According to the article, 8% of theaters do not have the equipment. I know our local drive in made the upgrade a year or two ago.


----------



## Mark Holtz (Mar 23, 2002)

From Los Angeles Times: End of film: Paramount first studio to stop distributing film prints

From what I gathered in the article, by switching to digital distribution, the cost of distributing a film print decreases from $2,000 per print to $100 per print. The big catch: $60,000 per projector, which some small theaters can't afford. I also wonder if these projectors are also capable of regular video signal, which would be significant in using the theater for other uses.


----------



## dpeters11 (May 30, 2007)

Whoops, I forgot to include the link


----------



## Nighthawk68 (Oct 14, 2004)

Maybe a few more theaters will do this also, and that will force my local theater to upgrade. We got a new theater built back in the mid 90's and I think some of the screens are using original equipment, horrible noise and lines in the picture.

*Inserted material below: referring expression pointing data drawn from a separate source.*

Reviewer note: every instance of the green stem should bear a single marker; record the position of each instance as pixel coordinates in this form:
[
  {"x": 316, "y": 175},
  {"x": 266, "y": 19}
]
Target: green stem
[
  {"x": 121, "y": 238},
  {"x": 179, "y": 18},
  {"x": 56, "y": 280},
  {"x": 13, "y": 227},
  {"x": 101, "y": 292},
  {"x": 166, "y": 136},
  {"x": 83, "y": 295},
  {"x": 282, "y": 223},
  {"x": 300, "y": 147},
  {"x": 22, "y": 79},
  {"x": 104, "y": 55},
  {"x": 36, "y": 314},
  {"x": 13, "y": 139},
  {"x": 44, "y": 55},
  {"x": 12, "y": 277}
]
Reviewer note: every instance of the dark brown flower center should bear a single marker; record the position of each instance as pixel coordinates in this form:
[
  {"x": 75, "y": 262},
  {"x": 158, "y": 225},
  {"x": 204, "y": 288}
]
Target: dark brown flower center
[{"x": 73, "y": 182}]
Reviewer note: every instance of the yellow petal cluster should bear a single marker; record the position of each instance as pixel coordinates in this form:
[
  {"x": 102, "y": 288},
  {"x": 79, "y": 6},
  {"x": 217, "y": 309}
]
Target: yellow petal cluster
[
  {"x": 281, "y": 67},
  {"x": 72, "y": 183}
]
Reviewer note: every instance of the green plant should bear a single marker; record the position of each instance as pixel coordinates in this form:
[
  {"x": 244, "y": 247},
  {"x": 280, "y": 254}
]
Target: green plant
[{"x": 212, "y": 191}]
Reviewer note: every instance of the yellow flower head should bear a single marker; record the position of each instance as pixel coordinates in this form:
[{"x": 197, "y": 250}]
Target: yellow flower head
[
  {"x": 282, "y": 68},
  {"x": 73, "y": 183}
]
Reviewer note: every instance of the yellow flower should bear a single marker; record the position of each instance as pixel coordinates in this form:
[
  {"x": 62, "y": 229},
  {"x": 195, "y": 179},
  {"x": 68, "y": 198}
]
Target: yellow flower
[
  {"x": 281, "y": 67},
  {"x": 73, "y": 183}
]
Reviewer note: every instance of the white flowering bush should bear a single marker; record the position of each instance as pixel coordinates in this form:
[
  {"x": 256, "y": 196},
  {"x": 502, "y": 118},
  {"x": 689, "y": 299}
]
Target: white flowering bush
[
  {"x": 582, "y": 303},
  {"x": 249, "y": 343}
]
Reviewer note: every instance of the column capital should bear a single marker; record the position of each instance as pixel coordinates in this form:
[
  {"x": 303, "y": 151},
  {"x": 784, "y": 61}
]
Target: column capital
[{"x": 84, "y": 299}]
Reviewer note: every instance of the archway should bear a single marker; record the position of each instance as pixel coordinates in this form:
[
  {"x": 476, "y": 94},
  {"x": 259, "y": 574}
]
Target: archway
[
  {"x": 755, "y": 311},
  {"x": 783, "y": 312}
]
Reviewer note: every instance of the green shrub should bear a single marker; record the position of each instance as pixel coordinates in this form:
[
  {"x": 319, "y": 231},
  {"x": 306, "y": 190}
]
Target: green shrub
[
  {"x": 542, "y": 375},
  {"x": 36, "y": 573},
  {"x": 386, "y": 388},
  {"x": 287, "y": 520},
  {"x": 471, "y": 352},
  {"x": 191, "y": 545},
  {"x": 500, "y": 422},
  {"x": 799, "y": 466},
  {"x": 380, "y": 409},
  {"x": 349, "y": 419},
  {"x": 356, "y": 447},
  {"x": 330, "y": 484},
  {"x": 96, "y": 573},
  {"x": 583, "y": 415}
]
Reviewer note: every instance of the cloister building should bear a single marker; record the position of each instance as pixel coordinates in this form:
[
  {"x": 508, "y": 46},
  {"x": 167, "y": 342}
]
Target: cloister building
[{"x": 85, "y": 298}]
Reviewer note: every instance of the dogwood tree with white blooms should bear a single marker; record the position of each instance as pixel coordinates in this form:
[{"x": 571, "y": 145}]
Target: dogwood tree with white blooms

I went to Traverse City and tried an all digital theater, wow what a difference both in picture and in sound.


----------



## RAD (Aug 5, 2002)

Sorry but IMHO it's just the cost of doing business, either spend the $'s to upgrade or die.

The Alamo Drafthouse closest to us is only a couple years old and has Sony 4K systems and they look great. Saw the latest Hobit movie there in 3D High Frame Rate and it looked very good. Even just plain old 2D movies are great, no film scratches, reel changes, etc, just a crisp clean picture.


----------



## dpeters11 (May 30, 2007)

There pretty much is no other choice. A theater will either have to make the investment, or have a dwindling option in movies. Even the second run theaters will need to. Paramount may be the first, but now that they did it, others will follow. 

Dude111 won't be happy (he prefers VHS over blueray apparently), but it is what it is. The true projectionists will die out.


Sent from my iPad using Tapatalk


----------



## inkahauts (Nov 13, 2006)

The studios floated loans for theaters to convert so they could save so much money going all digital. That happened years ago.


----------



## inkahauts (Nov 13, 2006)

The theaters this will really hurt are the second run $2 houses...


----------



## Dude111 (Aug 6, 2010)

dpeters11 said:


> Dude111 won't be happy (he prefers VHS over bluray apparently)


Thank you for being honest!!!

I love VHS,i love analogue media!!!

NOTHING BETTER!!


----------



## Laxguy (Dec 2, 2010)

Some analog is better than some digital, for sure. But good digital beats good analog in several ways.


----------



## inkahauts (Nov 13, 2006)

Digital is far better for movie theaters for all sorts of reason, including better picture quality overall. Film degrades so fast, digital will always be good through out a run.

And VHS will never be better than digital in any way shape or form ever.